Clearly this test doesn't do what I'd originally expected. It should be commented out again. However, I'd like to leave a more helpful comment based on your insight about curl redirect limitation support in libostree. I also don't like restoring the ticket reference to a Jira instance none of us have access to.

mike-sul commented 2 years ago

Interestingly that CURLOPT(CURLOPT_MAXREDIRS, CURLOPTTYPE_LONG, 68), is set in my local curl.h, so I wondering why it keeps making requests to the test ostree server on my setup. I tried 500000 redirects and the test fails because of timeout (120s) but libostree->libcurl never exited because it reached the redirect limit (68). It managed to make 257542 redirects :).

132: 127.0.0.1 - - [01/Dec/2021 13:47:46] "GET /objects/41/5ce9717fc7a5f4d743a4f911e11bd3ed83930e46756303fd13a3eb7ed35892.filez HTTP/1.0" 301 -
132: 127.0.0.1 - - [01/Dec/2021 13:47:46] "GET /objects/41/5ce9717fc7a5f4d743a4f911e11bd3ed83930e46756303fd13a3eb7ed35892.filez HTTP/1.0" 301 -
132: 127.0.0.1 - - [01/Dec/2021 13:47:46] "GET /objects/41/5ce9717fc7a5f4d743a4f911e11bd3ed83930e46756303fd13a3eb7ed35892.filez HTTP/1.0" 301 -
132: 127.0.0.1 - - [01/Dec/2021 13:47:46] "GET /objects/41/5ce9717fc7a5f4d743a4f911e11bd3ed83930e46756303fd13a3eb7ed35892.filez HTTP/1.0" 301 -
132: multiprocessing.pool.RemoteTraceback: 
132: """
132: Traceback (most recent call last):
132:   File "/home/mike/work/foundries/projects/aktualizr/tests/test_treehub_failure.py", line 43, in test_treehub_update_after_image_download_failure
132:     aktualizr.wait_for_completion()
132:   File "/home/mike/work/foundries/projects/aktualizr/tests/test_fixtures.py", line 285, in wait_for_completion
132:     self._process.wait(timeout)
132:   File "/usr/lib/python3.6/subprocess.py", line 1469, in wait
132:     raise TimeoutExpired(self.args, timeout)
132: subprocess.TimeoutExpired: Command '['src/aktualizr_primary/aktualizr', '-c', '/tmp/tmpcx6_jmxb/config.toml', '--run-mode', 'once']' timed out after 120 seconds
pattivacek commented 2 years ago

Interestingly that CURLOPT(CURLOPT_MAXREDIRS, CURLOPTTYPE_LONG, 68), is set in my local curl.h, so I wondering why it keeps making requests to the test ostree server on my setup.

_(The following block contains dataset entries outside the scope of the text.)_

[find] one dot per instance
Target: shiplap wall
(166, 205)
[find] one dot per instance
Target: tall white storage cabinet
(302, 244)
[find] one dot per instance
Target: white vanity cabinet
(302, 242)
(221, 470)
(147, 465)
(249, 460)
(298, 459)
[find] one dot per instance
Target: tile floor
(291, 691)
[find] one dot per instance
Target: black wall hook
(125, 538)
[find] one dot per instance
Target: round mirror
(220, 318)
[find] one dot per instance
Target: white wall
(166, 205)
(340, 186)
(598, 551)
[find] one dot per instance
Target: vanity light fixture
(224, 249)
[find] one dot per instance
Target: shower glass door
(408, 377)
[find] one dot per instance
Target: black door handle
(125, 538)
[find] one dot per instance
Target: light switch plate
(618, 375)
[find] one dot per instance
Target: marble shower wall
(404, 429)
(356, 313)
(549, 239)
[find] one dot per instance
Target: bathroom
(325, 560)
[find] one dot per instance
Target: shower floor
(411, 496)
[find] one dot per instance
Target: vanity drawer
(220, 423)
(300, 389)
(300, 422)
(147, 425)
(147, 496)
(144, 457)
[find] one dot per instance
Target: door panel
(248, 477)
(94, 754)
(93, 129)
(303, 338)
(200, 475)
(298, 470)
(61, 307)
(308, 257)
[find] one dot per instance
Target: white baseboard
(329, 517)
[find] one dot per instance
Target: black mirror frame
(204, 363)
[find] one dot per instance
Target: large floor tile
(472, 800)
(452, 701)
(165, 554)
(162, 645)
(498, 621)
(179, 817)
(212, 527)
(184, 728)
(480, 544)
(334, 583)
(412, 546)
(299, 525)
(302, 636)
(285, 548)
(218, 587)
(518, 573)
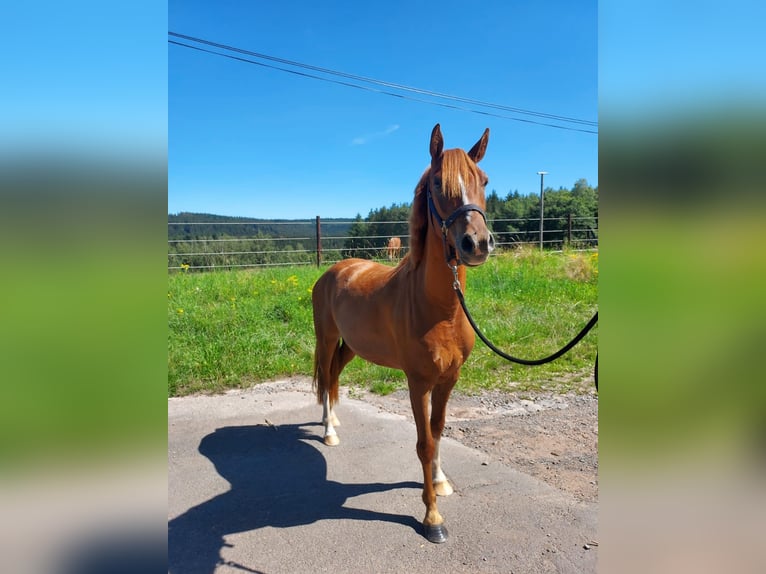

Are you sure that's actually getting used? According to https://curl.se/libcurl/c/CURLOPT_MAXREDIRS.html, the default is unlimited.

mike-sul commented 2 years ago

Are you sure that's actually getting used? According to https://curl.se/libcurl/c/CURLOPT_MAXREDIRS.html, the default is unlimited.

You are right, I am mistaken, this is just the option declaration and 68 is just its order number :).